1st October: The government refuses to work (at all): The United States government shut

down for 16 days after Congressional Republicans tried to defund Obamacare. 800,000

workers were sent home: the total cost to the economy was 24 billion dollars.

1st October: United States federal government shutdown of 2013: The shutdown set off a

chain reaction of concerns and market uncertainties. According to a White House Office

of Management and Budget report, the cost of furloughs in lost productivity alone tallied

up to $2 billion.

7th November: Tweeting in the market: Twitter launched its IPO amidst wide publicity but

also caution after the initial disappointment with Facebook shares. The Twitter IPO raised

$1.8 billion compared to Facebook’s $16 billion. Will social media be able to remain

popular with users and investors at the same time?

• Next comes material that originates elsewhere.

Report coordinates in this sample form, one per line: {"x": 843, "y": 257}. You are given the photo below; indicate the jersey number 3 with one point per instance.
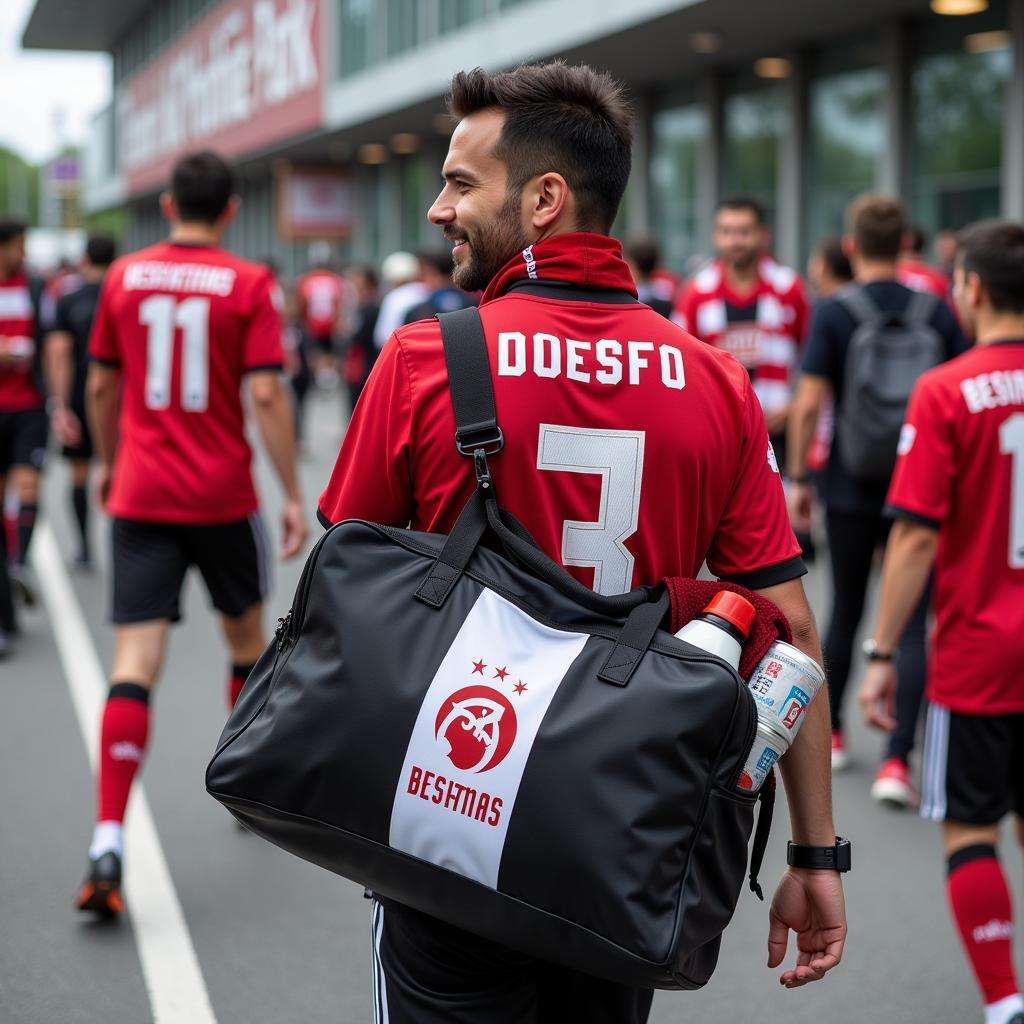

26th November: Holy admonition: The first non-European pontiff in 1300 years, Pope

Francis called unfettered capitalism “a new tyranny” and asked global leaders to

guarantee education and healthcare. It remains to be seen if this will shift the debate in

issues such as universal healthcare in the US.

29th November: Nano's marketing as a cheap car, a mistake- Ratan Tata: Ratan Tata

admitted that positioning Nano as the cheapest car was a mistake committed by the

company as it has not helped the matters as far as marketing of the car is concerned.

3rd December: Detroit’s Bankruptcy: On December 3, Detroit’s bankruptcy petition was

ruled in Federal Bankruptcy Court by Steven Rhodes. Judge Rhodes allowed the city to

file for bankruptcy protection, cutting out a giant chunk of its debt — billions in fact. This

has some, including Detroit city mayor, David Bing, optimistic about the suffering city’s

economic future.

10th December: Weeding out criminalization: Uruguay became the first country in the

world to legalise the sale, cultivation and distribution of cannabis. The government will

control the entire production process: even sale will be tightly regulated. Uruguay

expects to see a fall in drug trafficking profits.

25th December: Indian economy recorded the worst slump in more than a decade: The

Indian economy which is worth $1.8-trillion has experienced its worst slump in more than a

decade where the growth hovered below 5% for four consecutive quarters. Though the

experts believe that the grim days are over and economy will now progress further to a

higher rate of expansion. The country’s GDP in the first 3 quarters increased below 5% that

is 4.8%, 4.4 % and 4.8% respectively.